Creeds originated as a confession of faith for believers to express their core convictions, especially in the context of instruction for, and the practice of, baptism. They took the essential elements of the Christian faith, as taught and held by the church consistently across the world, and framed that around a trinitarian structure that expressed belief in the God of the Scriptures, and a narrative frame that retold the Gospel story in its salvific significance.
And yet, Creeds were not static eternal mysteries which proclaimed a timeless, unalterable truth. They arose in specific historical contexts, shaped by local forces. No single person or council ever sat down and made the Apostles’ Creed what it is, but a process of some 650 years. The Nicene creed was shaped by a council, and that was something new and unique. And yet it too was specific – a test of orthodoxy to exclude and destroy Arius and his theology. They never imagined themselves to be promulgating a creed for the ages. Nor is the Nicene creed as they wrote it what it became. Similarly, and even more so, the Creed of Constantinople was not the Nicene creed revised, was once more a product of its occasion, and never intended to even displace the Nicene creed. Indeed, for more than 70 years it remained dormant, until produced to great effect at Chalcedon. Nonetheless, it gained wide acceptance and became the creed that simultaneously united, and divided, the great church East and West. For it too was not immune to alteration, with the filioque clause driving a small, but significant, wedge between the two great traditions.
The significance of the creeds thus lies not in what their framers thought they were doing – as if the bishops in each situation sat down to write a creed of eternal and lasting significance and authority – but in what their inheritors thought them to have done. For it is how creeds are received, that turns them from the occasional to the timeless. Christians throughout the ages treasured these creeds as expressing inalterable truths of the Christian faith.

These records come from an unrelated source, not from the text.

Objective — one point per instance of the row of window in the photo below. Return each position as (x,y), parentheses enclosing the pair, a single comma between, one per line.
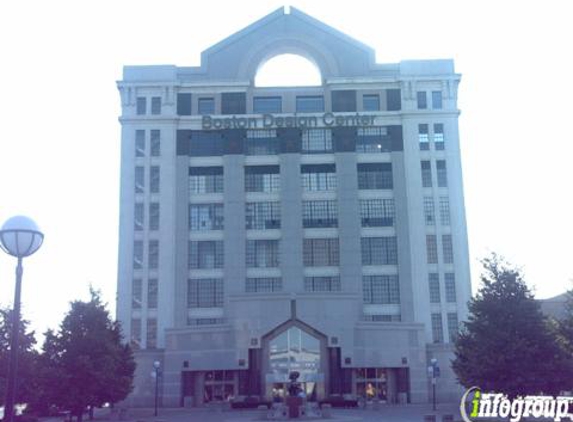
(435,98)
(430,211)
(314,178)
(449,284)
(319,252)
(267,215)
(137,293)
(141,143)
(432,249)
(437,136)
(306,141)
(441,173)
(438,330)
(342,101)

And here lies the great value of creeds, if we are willing to hear it. That their value lies not in some carved in stone form, but in their carefully guarded content. For creeds mark out what has been, and remains, worth guarding well – the deposit of faith. Creeds from the 4th century onwards were born in controversy and set forth the convictions of their authors – this is true, and that is not. To depart from the historic creeds of the church is not justifiable as “well, they are only temporary documents made for specific occasions”, but is to abandon the very core of Christianity as we have received it. To paraphrase one memorable lecturer of mine, you can decide that the Nicene creed isn’t Biblical, but you won’t end up with Christianity! The Christian faith is a credal faith.